"Pot. Meet kettle" implys that I have no knowledge of what it takes to be a professional voice talent. That is simply incorrect. Had you done about 12 seconds of research, you'd realize I come from a place of actually understand voice work. Not "my brother's friend's cousin works in audio engineering, actual experience, with the voice lessons and all.From my blog, march 27th, so you don't assume I'm making that up to make my point:
1. I do voice work professionally, yup, not joking, I'll get on mic/skype/anything with any of you at any time to prove the ridiculous amount of accents/voices/etc I can pull off. I've had training and all, pays for school
Now, before you take that out of context, I've never done any *major* projects, like movies that have been in theatres, major video games, cartoons that are on tv, etc, but, I've certain done a bunch of small stuff 
Claiming voice work is easy, means you have zero understanding of it. Period. VERY FEW people are talented enough to do good voice work, and even naturals go through years of training, if it was so easy, why aren't you doing it? Andrew_Xavier
Uuuuuuhhhh---Yeah, if you can automatically blanket statement everyone as not having any experience in the voice-over business with your opening post then it's just as easy for me not to acknowledge its lack of credibility. I realize it's extraordinarily easy for your to over-estimate every job description so as to make an ad hominem argument and just feel justified in your entire assertion, but that doesn't exactly make up for your lack of personal credibility.

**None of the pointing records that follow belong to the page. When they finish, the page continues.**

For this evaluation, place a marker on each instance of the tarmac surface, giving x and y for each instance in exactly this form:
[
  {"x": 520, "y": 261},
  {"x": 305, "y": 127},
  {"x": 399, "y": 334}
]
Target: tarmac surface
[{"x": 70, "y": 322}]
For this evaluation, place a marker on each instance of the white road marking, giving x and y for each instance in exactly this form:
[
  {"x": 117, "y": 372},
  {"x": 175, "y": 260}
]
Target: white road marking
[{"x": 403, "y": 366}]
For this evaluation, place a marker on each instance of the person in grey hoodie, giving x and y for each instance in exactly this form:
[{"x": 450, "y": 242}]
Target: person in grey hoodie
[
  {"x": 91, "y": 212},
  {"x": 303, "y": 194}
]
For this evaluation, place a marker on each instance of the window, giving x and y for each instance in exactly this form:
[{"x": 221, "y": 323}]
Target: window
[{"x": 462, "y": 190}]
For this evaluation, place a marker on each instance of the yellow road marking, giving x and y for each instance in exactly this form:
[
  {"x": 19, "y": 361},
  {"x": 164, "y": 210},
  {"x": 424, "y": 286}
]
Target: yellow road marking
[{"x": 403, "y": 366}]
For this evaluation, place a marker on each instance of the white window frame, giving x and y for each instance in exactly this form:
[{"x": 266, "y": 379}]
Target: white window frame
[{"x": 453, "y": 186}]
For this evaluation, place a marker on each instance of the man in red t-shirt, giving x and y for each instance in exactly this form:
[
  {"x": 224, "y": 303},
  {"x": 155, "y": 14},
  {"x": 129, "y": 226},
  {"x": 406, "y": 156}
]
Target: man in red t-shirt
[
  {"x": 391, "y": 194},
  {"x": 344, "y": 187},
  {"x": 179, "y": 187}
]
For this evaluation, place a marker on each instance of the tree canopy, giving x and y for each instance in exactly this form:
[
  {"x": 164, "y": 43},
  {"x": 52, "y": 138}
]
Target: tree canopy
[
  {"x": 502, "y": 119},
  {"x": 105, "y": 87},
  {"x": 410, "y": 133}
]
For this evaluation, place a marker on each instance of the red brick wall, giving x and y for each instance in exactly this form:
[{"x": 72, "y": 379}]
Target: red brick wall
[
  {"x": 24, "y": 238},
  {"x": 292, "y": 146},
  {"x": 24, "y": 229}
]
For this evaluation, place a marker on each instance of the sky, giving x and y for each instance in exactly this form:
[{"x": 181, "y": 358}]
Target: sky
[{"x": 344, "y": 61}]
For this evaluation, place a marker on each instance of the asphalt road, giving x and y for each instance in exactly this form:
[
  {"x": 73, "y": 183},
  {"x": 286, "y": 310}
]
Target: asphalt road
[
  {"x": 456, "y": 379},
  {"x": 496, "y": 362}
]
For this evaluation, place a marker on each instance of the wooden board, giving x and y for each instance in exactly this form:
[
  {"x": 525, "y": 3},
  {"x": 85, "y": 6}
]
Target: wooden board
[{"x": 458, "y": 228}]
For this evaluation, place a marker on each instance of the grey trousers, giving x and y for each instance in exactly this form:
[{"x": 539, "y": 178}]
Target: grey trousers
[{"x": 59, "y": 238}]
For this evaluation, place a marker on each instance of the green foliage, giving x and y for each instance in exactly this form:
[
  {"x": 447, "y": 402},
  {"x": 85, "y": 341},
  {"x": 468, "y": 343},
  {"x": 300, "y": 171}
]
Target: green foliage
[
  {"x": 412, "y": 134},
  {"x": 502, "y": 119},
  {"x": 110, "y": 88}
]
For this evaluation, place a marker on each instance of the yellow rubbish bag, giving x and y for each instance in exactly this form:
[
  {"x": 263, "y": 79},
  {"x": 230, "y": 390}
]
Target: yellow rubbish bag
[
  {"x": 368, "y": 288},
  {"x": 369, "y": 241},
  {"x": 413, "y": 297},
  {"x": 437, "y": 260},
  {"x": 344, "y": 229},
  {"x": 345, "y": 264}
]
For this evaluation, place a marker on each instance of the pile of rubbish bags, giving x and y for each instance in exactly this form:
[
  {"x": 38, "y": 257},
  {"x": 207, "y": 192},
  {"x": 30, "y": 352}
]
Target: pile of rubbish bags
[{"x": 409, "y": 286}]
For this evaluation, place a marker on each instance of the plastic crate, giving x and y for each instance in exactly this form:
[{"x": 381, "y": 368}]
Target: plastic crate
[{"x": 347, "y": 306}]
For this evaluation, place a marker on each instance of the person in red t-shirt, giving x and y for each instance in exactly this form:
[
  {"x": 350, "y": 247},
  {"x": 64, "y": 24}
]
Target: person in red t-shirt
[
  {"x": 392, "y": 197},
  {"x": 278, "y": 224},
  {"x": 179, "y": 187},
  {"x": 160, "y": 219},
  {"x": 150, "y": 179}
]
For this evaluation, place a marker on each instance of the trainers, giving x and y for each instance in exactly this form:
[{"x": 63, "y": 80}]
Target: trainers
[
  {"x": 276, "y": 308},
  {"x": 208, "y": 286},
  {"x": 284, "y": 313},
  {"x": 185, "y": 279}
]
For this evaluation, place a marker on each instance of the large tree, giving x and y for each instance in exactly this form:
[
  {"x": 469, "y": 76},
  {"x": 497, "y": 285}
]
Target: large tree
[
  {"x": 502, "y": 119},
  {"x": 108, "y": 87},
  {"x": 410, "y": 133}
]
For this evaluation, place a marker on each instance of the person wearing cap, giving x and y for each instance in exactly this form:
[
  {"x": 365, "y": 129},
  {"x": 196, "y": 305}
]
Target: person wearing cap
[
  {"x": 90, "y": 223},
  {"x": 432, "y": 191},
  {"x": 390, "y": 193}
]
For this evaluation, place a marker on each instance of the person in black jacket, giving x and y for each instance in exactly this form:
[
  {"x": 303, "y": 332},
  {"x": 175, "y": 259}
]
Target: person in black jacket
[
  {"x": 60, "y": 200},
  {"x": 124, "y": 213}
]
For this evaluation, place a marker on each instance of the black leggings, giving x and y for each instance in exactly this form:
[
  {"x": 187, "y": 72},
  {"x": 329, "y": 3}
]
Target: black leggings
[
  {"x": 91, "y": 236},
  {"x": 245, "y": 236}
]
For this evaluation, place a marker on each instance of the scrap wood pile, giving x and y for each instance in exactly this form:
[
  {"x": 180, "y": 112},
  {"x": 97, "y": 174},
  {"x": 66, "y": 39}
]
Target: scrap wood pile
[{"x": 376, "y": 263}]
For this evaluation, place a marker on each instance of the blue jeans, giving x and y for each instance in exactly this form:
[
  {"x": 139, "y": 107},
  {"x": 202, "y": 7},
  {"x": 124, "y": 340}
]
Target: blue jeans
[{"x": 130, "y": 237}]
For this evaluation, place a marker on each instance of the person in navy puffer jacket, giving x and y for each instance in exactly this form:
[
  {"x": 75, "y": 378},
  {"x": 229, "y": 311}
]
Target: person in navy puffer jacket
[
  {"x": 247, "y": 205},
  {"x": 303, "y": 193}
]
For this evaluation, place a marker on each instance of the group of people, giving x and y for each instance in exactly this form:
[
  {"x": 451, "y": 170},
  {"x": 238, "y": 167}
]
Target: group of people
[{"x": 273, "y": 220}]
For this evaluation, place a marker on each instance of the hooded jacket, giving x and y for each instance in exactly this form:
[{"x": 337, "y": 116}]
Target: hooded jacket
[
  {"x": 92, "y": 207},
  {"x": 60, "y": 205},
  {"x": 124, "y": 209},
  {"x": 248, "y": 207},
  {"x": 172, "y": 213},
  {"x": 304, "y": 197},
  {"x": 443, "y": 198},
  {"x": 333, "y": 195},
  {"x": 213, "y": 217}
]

It's not "my brother's friend's cousin" who works in voice editing. It's my brother. In the end, no matter how trained the voice is, he has to filter and cycle through many many hours of botched lines on the part of those "learned" voice actors to clean up their final presentation in the dub. If every single voice actor requires that his/her performance be cleaned up through many hours of filtering, your attempt to point out the importance of their training is for naught.
And In this context, "pot, meet kettle" has to do with your knowledge of Hollick's individual experience during this particular, not voice work in general. You were trying to make a point on what he individually deserves.
As for why I'm not voice-acting, well, lets just say not all of them are paid 100K for their performances.
Yeah, they only go through years of acting training/some form of education in acting/years of real life acting experience, nothing at all really.Andrew_Xavier
Yep. In the case of voice-acting, it's the final cut as carried out by the sound managers that make the bulk of the cuts sound good. The actors just along for the ride to look (or "sound" I should say) pretty after days and days of editing.